A Survey of Communication Optimization in Distributed Deep Learning Training

PhD Qualifying Examination


Title: "A Survey of Communication Optimization in Distributed Deep Learning 
Training"

by

Mr. Hao WANG


Abstract:

Deep learning facilitates the development of numerous sophisticated 
applications such as image recognition, natural language processing, and 
autonomous driving over the last decade. As deep learning training jobs may 
consume days or weeks to complete, such jobs are usually processed in a 
distributed manner. In such a manner, however, we detect a shift of bottleneck 
from computation to communication due primarily to the 100s to 1000s of 
parameter synchronizations among workers.
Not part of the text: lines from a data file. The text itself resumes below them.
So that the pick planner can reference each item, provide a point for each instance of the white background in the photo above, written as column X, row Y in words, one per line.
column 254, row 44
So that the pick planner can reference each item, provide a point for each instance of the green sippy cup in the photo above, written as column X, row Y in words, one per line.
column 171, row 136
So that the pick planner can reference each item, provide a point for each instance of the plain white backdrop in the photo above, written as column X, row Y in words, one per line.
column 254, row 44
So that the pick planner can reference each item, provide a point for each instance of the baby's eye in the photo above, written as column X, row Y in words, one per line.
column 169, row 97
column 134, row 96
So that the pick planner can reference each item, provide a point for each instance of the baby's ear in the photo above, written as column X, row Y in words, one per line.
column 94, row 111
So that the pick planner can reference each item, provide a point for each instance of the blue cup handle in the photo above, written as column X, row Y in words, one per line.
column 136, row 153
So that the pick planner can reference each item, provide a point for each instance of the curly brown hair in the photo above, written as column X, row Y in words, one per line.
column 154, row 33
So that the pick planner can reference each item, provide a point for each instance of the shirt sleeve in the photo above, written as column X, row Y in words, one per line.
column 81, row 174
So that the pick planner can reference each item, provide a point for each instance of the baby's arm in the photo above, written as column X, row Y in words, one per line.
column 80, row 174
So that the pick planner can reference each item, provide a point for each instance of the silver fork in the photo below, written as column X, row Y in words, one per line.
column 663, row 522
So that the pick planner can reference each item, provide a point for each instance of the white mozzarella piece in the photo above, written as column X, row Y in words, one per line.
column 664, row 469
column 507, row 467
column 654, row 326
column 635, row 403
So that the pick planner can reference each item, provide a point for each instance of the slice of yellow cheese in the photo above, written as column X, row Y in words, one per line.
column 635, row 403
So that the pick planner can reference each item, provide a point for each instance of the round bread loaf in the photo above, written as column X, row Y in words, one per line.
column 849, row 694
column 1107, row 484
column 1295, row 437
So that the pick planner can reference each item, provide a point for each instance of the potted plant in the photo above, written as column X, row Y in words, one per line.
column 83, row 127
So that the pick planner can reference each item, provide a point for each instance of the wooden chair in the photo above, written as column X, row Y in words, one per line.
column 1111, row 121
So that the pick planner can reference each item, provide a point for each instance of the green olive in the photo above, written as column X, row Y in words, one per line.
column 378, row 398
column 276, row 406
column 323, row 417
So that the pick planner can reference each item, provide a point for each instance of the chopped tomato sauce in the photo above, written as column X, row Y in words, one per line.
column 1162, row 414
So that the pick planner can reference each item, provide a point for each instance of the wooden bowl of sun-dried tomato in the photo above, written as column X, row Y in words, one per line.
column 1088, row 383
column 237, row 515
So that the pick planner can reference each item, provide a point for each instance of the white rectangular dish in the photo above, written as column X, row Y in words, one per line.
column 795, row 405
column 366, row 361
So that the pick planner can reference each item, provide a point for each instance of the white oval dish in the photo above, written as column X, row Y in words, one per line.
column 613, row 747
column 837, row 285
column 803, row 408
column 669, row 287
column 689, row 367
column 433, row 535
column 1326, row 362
To alleviate the above bottleneck, 
researchers resort to substantial approaches such as gradient compression, 
computation- communication overlapping and in-network aggregation, which have 
yet achieved notable performance.

In this survey, we first give a comprehensive review of existing communication 
optimization solutions. We summarize them into three levels with a total of six 
categorizations, which are: reducing communication round and gradient 
compression at the application level; synchronization modes, parameter exchange 
schemes, and overlap & scheduling at the framework level; in-network 
aggregation at the network level. Through the above survey, we find out that 
existing solutions are mostly built on application and framework levels, which 
motivates us of exploring the opportunities with specific network stacks and 
programmable switches for designing new algorithms at the network level.


Date:			Tuesday, 27 July 2021

Time:                  	4:00pm - 6:00pm

Zoom meeting:
https://hkust.zoom.com.cn/j/3666130280?pwd=SE1yN1lJRG51MERsYXo3Ym5oMTJ5QT09

Committee Members:	Dr. Kai Chen (Supervisor)
 			Dr. Brahim Bensaou (Chairperson)
 			Prof. Bo Li
 			Dr. Wei Wang


**** ALL are Welcome ****